Secara terpisah, AirAsia Berhad sebagai pemegang saham telah mengumumkan rencana untuk meningkatkan modal saham AirAsia Indonesia, antara lain dengan melakukan penjualan saham perdana (IPO) AirAsia Indonesia dalam rangka memenuhi rencana pertumbuhan di Indonesia.
"Dalam setiap waktu AirAsia Indonesia terus beroperasi dalam koridor hukum Indonesia," kata Sunu.
Di sisi lain, AirAsia Indonesia menyambut baik klarifikasi yang diberikan oleh Kemenhub terkait dukungan terhadap 13 maskapai dalam meningkatkan ekuitas.
“Kami hendak mengucapkan terima kasih kepada Kementerian Perhubungan atas klarifikasi yang telah diberikan terkait langkah-langkah yang akan dilakukan oleh kementerian dalam membina seluruh maskapai yang sebelumnya masuk ke dalam daftar perusahaan dengan nilai ekuitas negatif," kata Sunu.
Menurut Sunu, AirAsia Indonesia saat ini tengah menyusun rencana bisnis dalam meningkatkan nilai ekuitas dan akan mempresentasikan ke Kementerian sebelum akhir bulan ini.

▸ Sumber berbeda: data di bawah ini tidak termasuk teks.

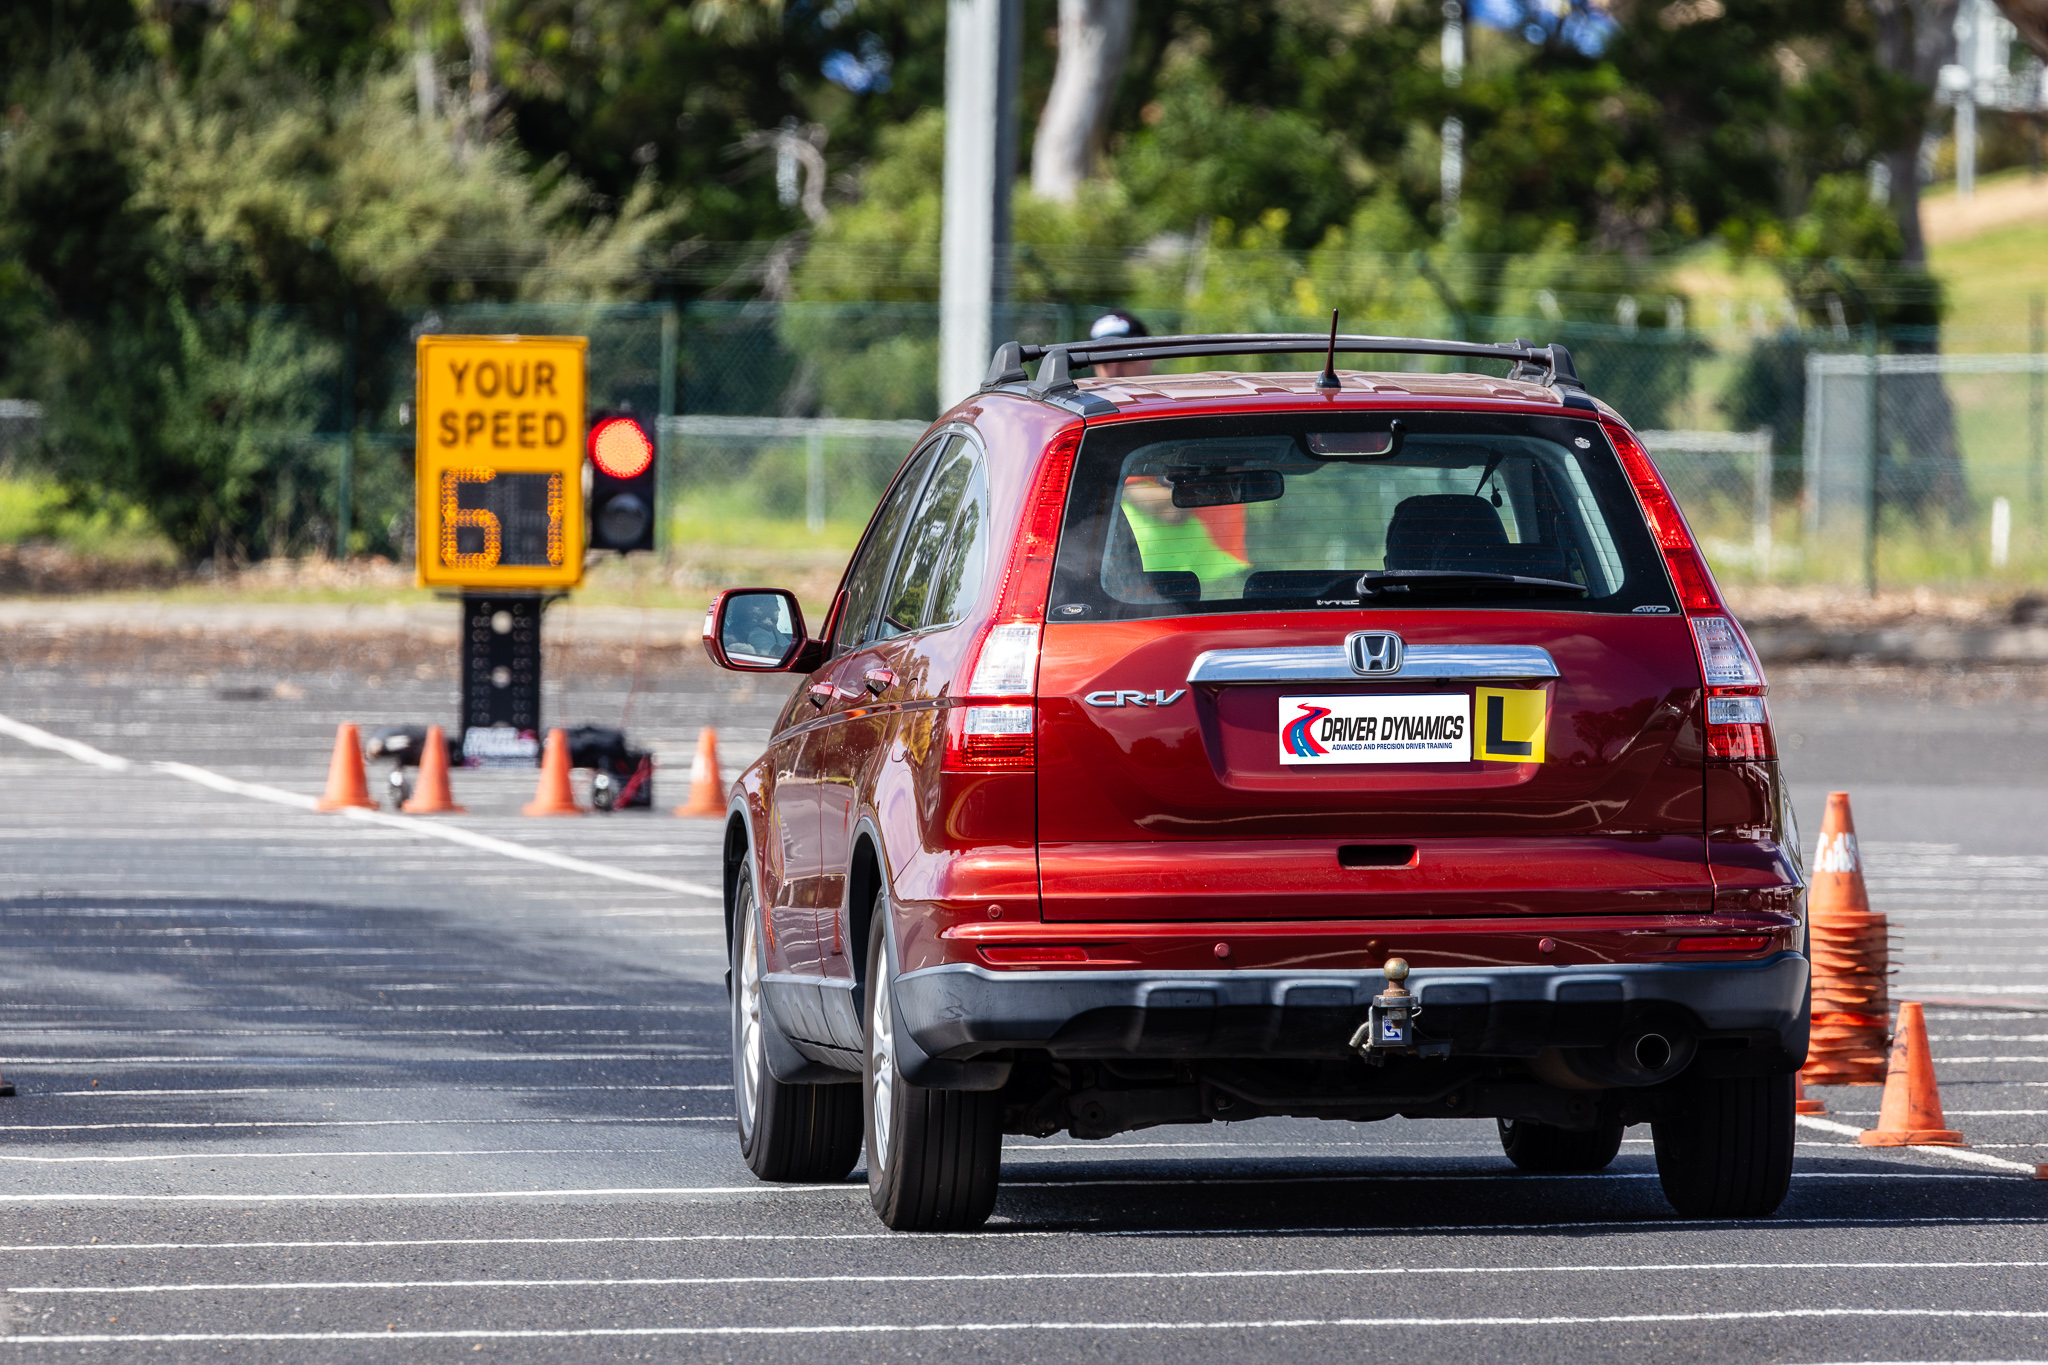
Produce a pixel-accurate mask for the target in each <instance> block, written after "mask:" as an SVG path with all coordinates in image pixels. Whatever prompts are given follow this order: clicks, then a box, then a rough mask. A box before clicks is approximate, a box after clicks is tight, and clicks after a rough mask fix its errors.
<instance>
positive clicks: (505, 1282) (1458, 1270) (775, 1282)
mask: <svg viewBox="0 0 2048 1365" xmlns="http://www.w3.org/2000/svg"><path fill="white" fill-rule="evenodd" d="M2042 1267H2048V1261H1686V1263H1612V1265H1610V1263H1593V1265H1329V1267H1272V1269H1231V1271H987V1273H950V1275H909V1273H901V1271H879V1273H872V1275H633V1277H606V1275H590V1277H563V1279H266V1281H213V1283H188V1285H8V1287H6V1293H39V1295H80V1293H309V1291H317V1289H655V1287H678V1289H680V1287H700V1289H711V1287H717V1285H987V1283H1024V1281H1030V1283H1047V1281H1135V1279H1143V1281H1161V1279H1182V1281H1212V1279H1346V1277H1399V1275H1628V1273H1636V1271H1642V1273H1681V1275H1683V1273H1708V1271H2038V1269H2042Z"/></svg>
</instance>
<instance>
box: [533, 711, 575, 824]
mask: <svg viewBox="0 0 2048 1365" xmlns="http://www.w3.org/2000/svg"><path fill="white" fill-rule="evenodd" d="M520 814H584V808H582V806H578V804H575V792H573V790H569V737H567V735H565V733H561V731H549V733H547V749H543V751H541V784H539V786H537V788H535V792H532V800H528V802H526V804H524V806H520Z"/></svg>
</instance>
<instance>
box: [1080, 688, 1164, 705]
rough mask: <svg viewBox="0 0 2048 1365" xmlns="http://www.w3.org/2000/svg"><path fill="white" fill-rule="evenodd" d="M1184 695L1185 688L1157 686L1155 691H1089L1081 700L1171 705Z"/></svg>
mask: <svg viewBox="0 0 2048 1365" xmlns="http://www.w3.org/2000/svg"><path fill="white" fill-rule="evenodd" d="M1184 696H1188V690H1186V688H1174V690H1171V692H1167V690H1165V688H1159V690H1155V692H1090V694H1087V696H1083V698H1081V700H1083V702H1087V704H1090V706H1171V704H1174V702H1178V700H1180V698H1184Z"/></svg>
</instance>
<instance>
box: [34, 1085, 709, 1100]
mask: <svg viewBox="0 0 2048 1365" xmlns="http://www.w3.org/2000/svg"><path fill="white" fill-rule="evenodd" d="M731 1089H733V1087H729V1085H465V1087H463V1091H465V1093H489V1095H555V1093H567V1091H631V1093H639V1091H731ZM418 1093H420V1091H418V1087H412V1085H227V1087H193V1089H154V1091H145V1089H135V1091H129V1089H121V1087H119V1085H102V1087H98V1089H92V1091H35V1097H37V1099H57V1097H61V1099H76V1097H80V1095H90V1097H94V1099H98V1097H109V1099H111V1097H121V1099H133V1097H135V1095H418Z"/></svg>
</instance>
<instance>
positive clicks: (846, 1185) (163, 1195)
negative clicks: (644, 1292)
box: [0, 1183, 868, 1342]
mask: <svg viewBox="0 0 2048 1365" xmlns="http://www.w3.org/2000/svg"><path fill="white" fill-rule="evenodd" d="M815 1193H858V1195H866V1193H868V1187H866V1183H862V1185H766V1183H762V1185H612V1187H598V1189H446V1191H442V1189H414V1191H391V1193H362V1195H330V1193H311V1195H307V1193H289V1195H92V1193H66V1195H0V1203H389V1201H401V1199H436V1201H451V1199H594V1197H614V1195H815ZM4 1340H6V1336H0V1342H4Z"/></svg>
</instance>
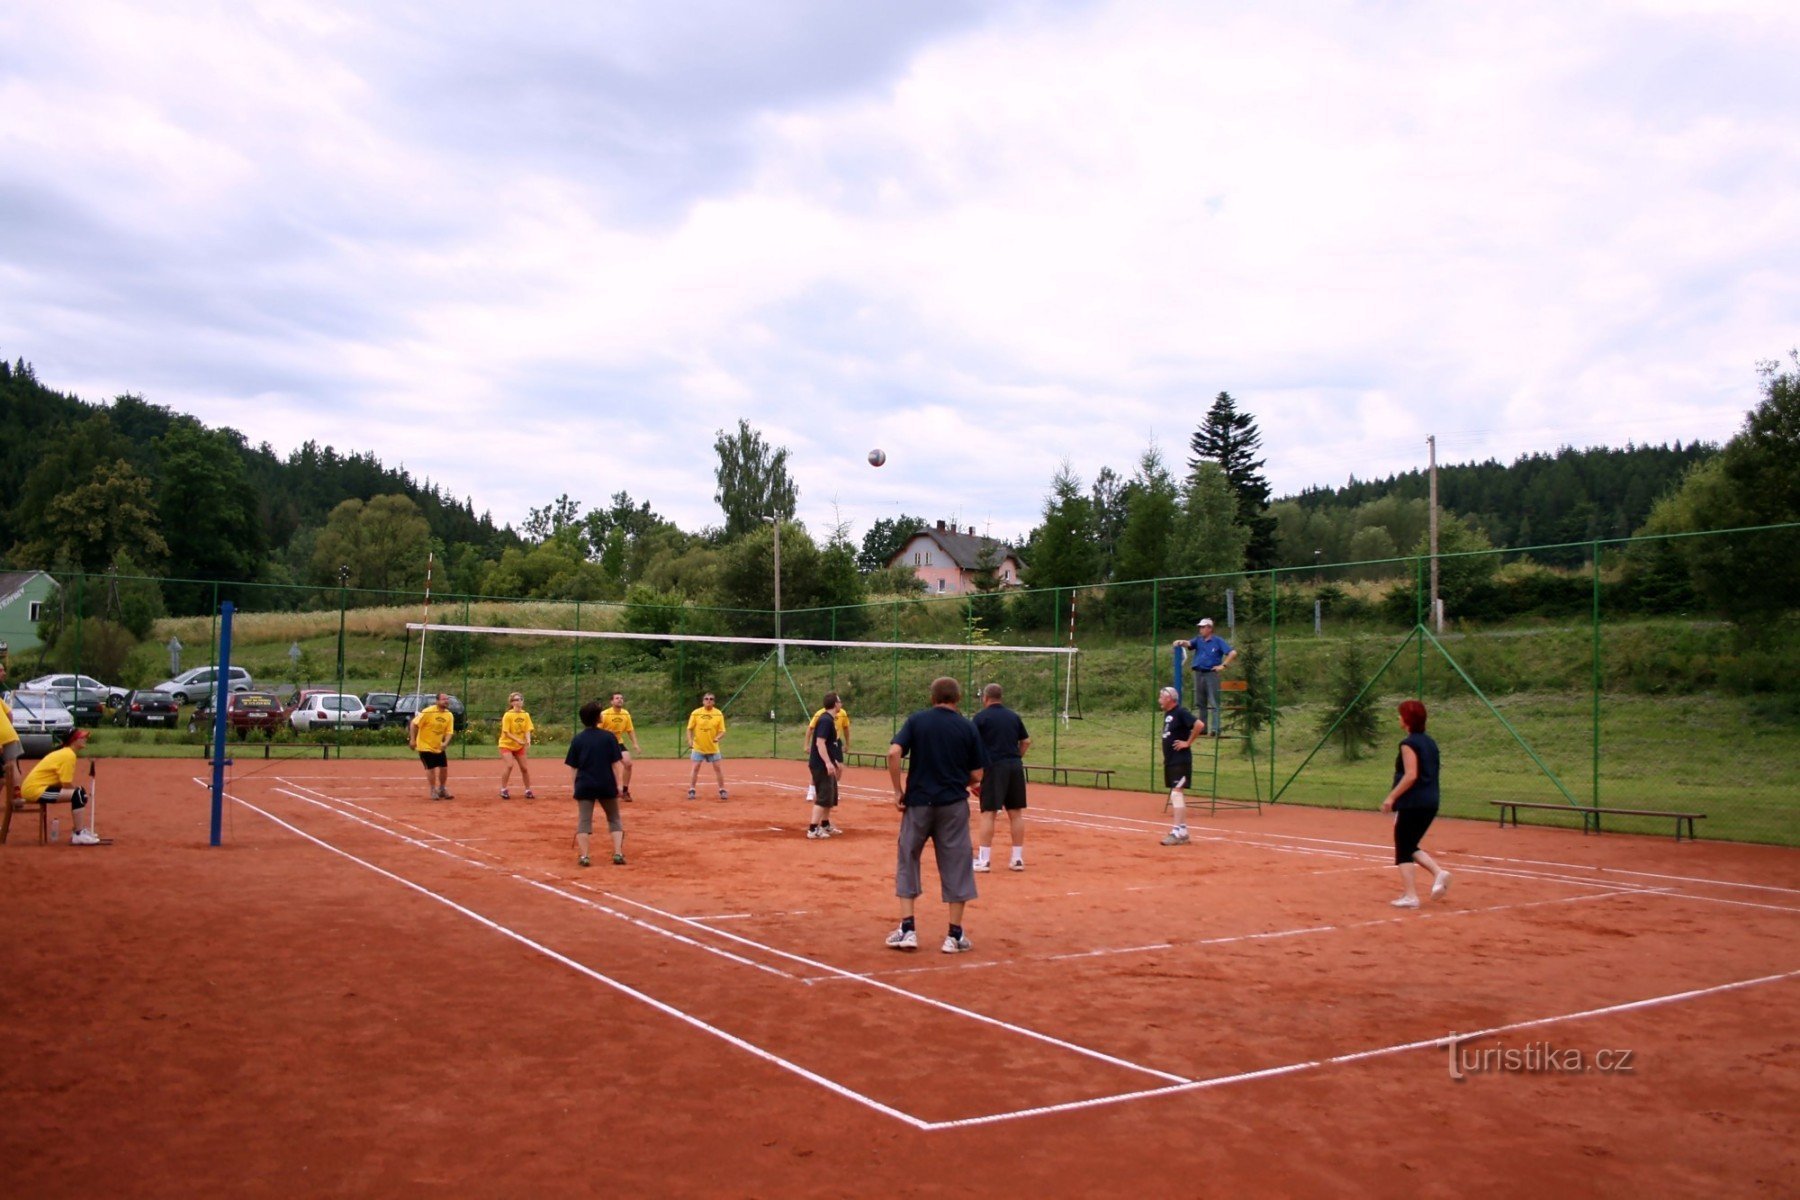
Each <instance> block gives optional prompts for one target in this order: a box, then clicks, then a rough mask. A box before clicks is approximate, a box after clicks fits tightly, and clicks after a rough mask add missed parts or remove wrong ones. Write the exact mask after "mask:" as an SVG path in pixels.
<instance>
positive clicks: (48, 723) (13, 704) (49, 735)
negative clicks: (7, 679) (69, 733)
mask: <svg viewBox="0 0 1800 1200" xmlns="http://www.w3.org/2000/svg"><path fill="white" fill-rule="evenodd" d="M7 707H9V709H13V729H16V730H18V741H20V748H22V750H23V754H25V757H32V759H41V757H43V756H45V754H49V752H50V750H54V748H56V747H58V745H61V741H63V738H67V736H68V730H70V729H74V727H76V716H74V712H70V711H68V709H65V707H63V705H61V703H59V702H58V700H56V693H49V691H31V689H25V687H20V689H18V691H14V693H13V694H9V696H7Z"/></svg>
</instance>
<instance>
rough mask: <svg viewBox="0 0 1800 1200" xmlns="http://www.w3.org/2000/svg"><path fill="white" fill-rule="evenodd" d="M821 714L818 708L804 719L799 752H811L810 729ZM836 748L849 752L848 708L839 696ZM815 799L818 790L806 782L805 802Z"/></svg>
mask: <svg viewBox="0 0 1800 1200" xmlns="http://www.w3.org/2000/svg"><path fill="white" fill-rule="evenodd" d="M821 716H824V709H819V711H817V712H814V714H812V720H810V721H806V745H805V748H803V750H801V754H808V756H810V754H812V730H814V729H817V727H819V718H821ZM837 748H839V752H841V754H844V756H848V754H850V709H846V707H844V703H842V698H839V705H837ZM837 761H839V763H842V761H844V759H842V757H839V759H837ZM817 799H819V790H817V788H815V786H814V784H810V783H808V784H806V802H808V804H812V802H814V801H817Z"/></svg>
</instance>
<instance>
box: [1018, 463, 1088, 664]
mask: <svg viewBox="0 0 1800 1200" xmlns="http://www.w3.org/2000/svg"><path fill="white" fill-rule="evenodd" d="M1028 558H1030V561H1028V565H1026V569H1024V585H1026V587H1028V588H1031V590H1028V592H1022V594H1021V596H1019V597H1017V599H1015V601H1013V613H1015V617H1017V624H1021V626H1022V628H1035V630H1042V628H1048V626H1049V624H1053V622H1055V621H1058V615H1060V613H1062V612H1067V608H1066V606H1067V601H1069V597H1067V594H1062V596H1060V597H1058V592H1055V590H1053V588H1075V587H1080V585H1084V583H1094V574H1096V572H1098V569H1100V554H1098V552H1096V549H1094V502H1093V500H1091V498H1089V497H1087V495H1085V493H1084V489H1082V480H1080V479H1076V475H1075V468H1073V466H1071V464H1069V461H1067V459H1064V461H1062V466H1060V468H1057V477H1055V479H1053V480H1051V484H1049V497H1046V498H1044V524H1042V525H1039V527H1037V533H1035V534H1033V536H1031V549H1030V552H1028Z"/></svg>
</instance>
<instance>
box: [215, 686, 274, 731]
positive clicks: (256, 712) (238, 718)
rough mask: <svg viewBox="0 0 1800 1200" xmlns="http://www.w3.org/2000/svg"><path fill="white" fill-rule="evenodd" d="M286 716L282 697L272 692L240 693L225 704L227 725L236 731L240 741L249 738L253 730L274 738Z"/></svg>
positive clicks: (269, 691)
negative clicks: (253, 729) (260, 730)
mask: <svg viewBox="0 0 1800 1200" xmlns="http://www.w3.org/2000/svg"><path fill="white" fill-rule="evenodd" d="M284 716H286V709H284V707H281V696H277V694H275V693H272V691H239V693H232V696H230V700H227V702H225V725H227V727H229V729H232V730H236V732H238V738H239V739H241V738H248V736H250V730H252V729H261V730H263V736H265V738H274V736H275V729H277V727H279V725H281V721H283V718H284Z"/></svg>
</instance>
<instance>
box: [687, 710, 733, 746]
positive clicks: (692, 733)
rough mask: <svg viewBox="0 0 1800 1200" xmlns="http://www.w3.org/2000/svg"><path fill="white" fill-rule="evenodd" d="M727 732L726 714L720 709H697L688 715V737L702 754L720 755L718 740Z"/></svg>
mask: <svg viewBox="0 0 1800 1200" xmlns="http://www.w3.org/2000/svg"><path fill="white" fill-rule="evenodd" d="M724 732H725V714H724V712H720V711H718V709H704V707H702V709H695V711H693V712H689V714H688V736H689V738H693V748H695V750H698V752H700V754H718V739H720V736H724Z"/></svg>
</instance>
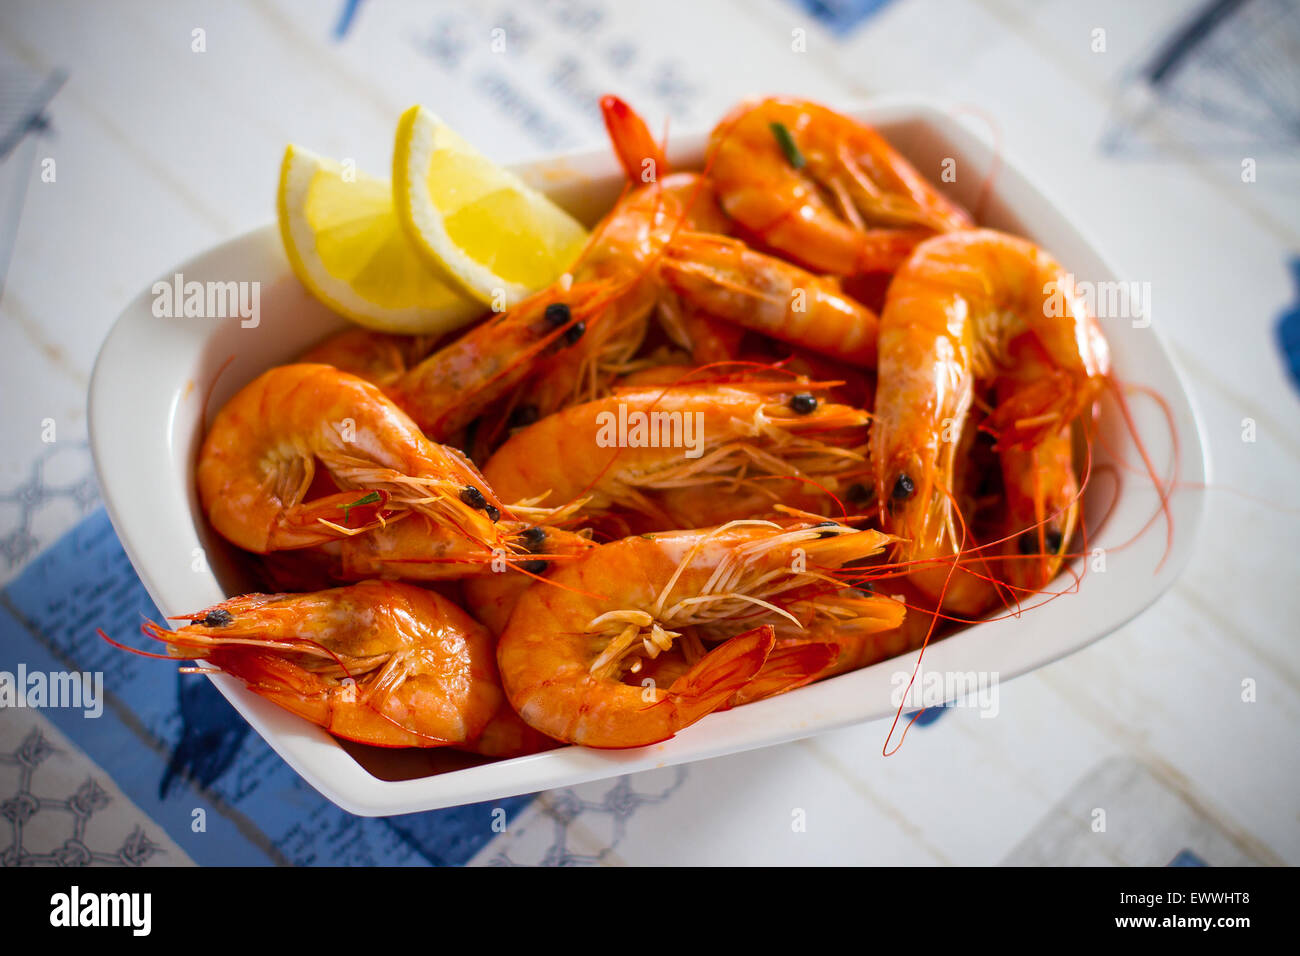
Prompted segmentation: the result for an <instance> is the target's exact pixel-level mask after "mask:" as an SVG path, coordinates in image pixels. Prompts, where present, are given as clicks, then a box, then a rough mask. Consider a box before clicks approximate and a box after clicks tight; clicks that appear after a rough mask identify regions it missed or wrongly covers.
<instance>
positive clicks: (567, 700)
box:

Sunu memastikan AirAsia Indonesia tidak pernah berkompromi dengan keselamatan penerbangan dan kualitas layanan kepada pelanggan.
"Kami akan terus menjaga kualitas layanan terbaik dan memenuhi standar keselamatan penerbangan dunia. AirAsia berkomitmen untuk bekerja sama dengan regulator dalam meningkatkan kualitas industri penerbangan di Indonesia dan sektor-sektor berkaitan lainnya,” ujar dia. (umi)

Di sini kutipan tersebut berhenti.